Wabup Morowali Pimpin Rapat Konsolidasi Penguatan Fatwa MUI dan Surat Edaran Kemenag

  Kamis 23 April 2020   helman kaimu     332

Bungku – morowalikab.go.id - Bertempat di Ruang Pola Kantor Bupati Morowali, Rabu (22/04/20), Pemerintah Daerah Kabupaten Morowali (Pemkab) menggelar rapat konsolidasi bersama unsur Forkopimda Morowali dan Kementerian Agama (Kemenag) Morowali serta Majelis Ulama Indonesia (MUI) Kabupaten Morowali.

Rapat konsolidasi membahas penguatan Fatwa MUI beserta Surat Edaran Kemenag Morowali tentang panduan ibadah Ramadhan dan Hari Raya Idul Fitri 1441 H/2020 M, ditengah pandemi Covid-19.

Kegiatan yang dipimpin Wakil Bupati (Wabup) Morowali, Dr. H. Najamudin, S.Ag., S.Pd., M.Pd, dihadiri Ketua DPRD Kabupaten Morowali, Kuswandi, Kepala Kantor Kementerian Agama Kabupaten Morowali, Dr. H. Ahmad Hasni, Ketua Pengadilan Agama Bungku, Ibrahim Ahmad Harun, S.Ag, Ketua MUI Kabupaten Morowali, H. Mauludin, S.Ag., M.Fil.I, sejumlah Kepala Organisasi Perangkat Daerah (OPD), Pimpinan organisasi keagamaan dan tamu undangan lainnya.

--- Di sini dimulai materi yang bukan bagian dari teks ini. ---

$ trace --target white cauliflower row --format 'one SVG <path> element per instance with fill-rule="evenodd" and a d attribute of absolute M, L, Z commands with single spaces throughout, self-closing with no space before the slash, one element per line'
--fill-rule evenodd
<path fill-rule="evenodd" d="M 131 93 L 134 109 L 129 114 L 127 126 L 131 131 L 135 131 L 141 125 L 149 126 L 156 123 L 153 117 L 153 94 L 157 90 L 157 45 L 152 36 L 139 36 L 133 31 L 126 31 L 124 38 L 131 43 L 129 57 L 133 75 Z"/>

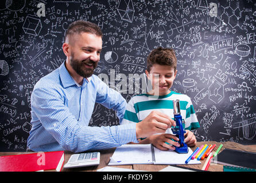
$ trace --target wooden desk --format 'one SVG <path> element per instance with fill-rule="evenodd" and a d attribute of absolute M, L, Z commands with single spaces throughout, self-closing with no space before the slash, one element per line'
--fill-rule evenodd
<path fill-rule="evenodd" d="M 200 146 L 201 145 L 204 144 L 210 145 L 216 144 L 216 146 L 214 150 L 216 151 L 218 147 L 219 146 L 220 144 L 223 144 L 223 146 L 220 150 L 220 152 L 222 151 L 225 148 L 239 150 L 245 150 L 245 151 L 250 151 L 256 153 L 256 145 L 243 145 L 240 144 L 232 142 L 225 142 L 223 143 L 216 142 L 214 141 L 211 142 L 197 142 L 197 146 L 195 147 L 191 148 L 192 150 L 194 151 L 195 149 L 197 146 Z M 110 157 L 112 156 L 112 154 L 114 153 L 115 148 L 112 148 L 109 149 L 105 149 L 102 150 L 99 150 L 100 152 L 100 164 L 98 166 L 88 166 L 88 167 L 83 167 L 83 168 L 77 168 L 73 169 L 62 169 L 63 172 L 80 172 L 80 171 L 96 171 L 98 169 L 101 169 L 107 166 L 108 162 L 110 161 Z M 31 153 L 32 152 L 28 152 L 27 153 Z M 12 154 L 20 154 L 26 153 L 25 152 L 0 152 L 1 156 L 6 156 L 6 155 L 12 155 Z M 70 156 L 73 154 L 73 153 L 65 152 L 65 164 L 69 160 Z M 196 169 L 201 170 L 204 164 L 205 161 L 206 161 L 206 158 L 204 160 L 201 160 L 201 164 L 197 165 L 180 165 L 179 166 L 188 167 L 194 168 Z M 145 170 L 145 171 L 153 171 L 157 172 L 159 171 L 164 168 L 168 166 L 166 165 L 119 165 L 119 166 L 111 166 L 114 167 L 118 168 L 123 168 L 126 169 L 135 169 L 139 170 Z M 209 171 L 212 172 L 222 172 L 223 171 L 223 165 L 219 164 L 212 164 L 208 169 Z"/>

Wabup Morowali, H. Najamudin mengatakan bahwa rapat konsolidasi ini merupakan bagian dari penguatan fatwa MUI beserta Surat Edaran Kementerian Agama tentang panduan beribadah dibulan suci Ramadhan dan hari Raya Idul Fitri 1441 H/2020 M ditengah pandemi Covid-19. ‘’Ini merupakan rapat konsolidasi penguatan Fatwa MUI yang harus kita pedomani seluruh masyarakat Kabupaten Morowali utamanya umat Muslim yang menjalankan ibadah puasa ditengan merebaknya virus Corona atau Covid-19. hal tersebut merupakan dari upaya memutus mata rantai penyebaran virus Corona di Kabupaten Morowali,’’ kata Najamudin saat memimpin rapat konsolidasi.

Selain itu, mantan Kandepag Kabupaten Poso tersebut mengungkapkan bahwa meskipun daerah kita masih berstatus zona hijau seluruh masyarakat Morowali tanpa terkecuali harus terlibat langsung melawan virus corona. ‘’Saat ini virus Corona atau Covid-19 sudah berstatus bencana nasional sehingga kita selaku Pemerintah Daerah (Pemda) dan seluruh unsur terkait utamanya tokoh agama penting untuk memberikan pemahaman kepada masyarakat dalam memahami hukum agama secara benar dan utuh ditengan pandemi Covid-19,’’ tutur Najamudin.

Diketahui bahwa kesimpulan rapat konsolidasi, seluruh unsur terkait akan menindak lanjuti fatwa MUI dan Surat Edaran Kementeria Agama Kabupaten Morowali dalam bentuk sosialisasi diseluruh kecamatan se Kabupaten Morowali untuk menghentikan seluruh kegiatan yang mengumpulkan massa di dalam Masjid sekaligus akan mengerahkan aparat keamanan baik dari TNI, Polri maupun Polisi Pamong Praja (POL-PP).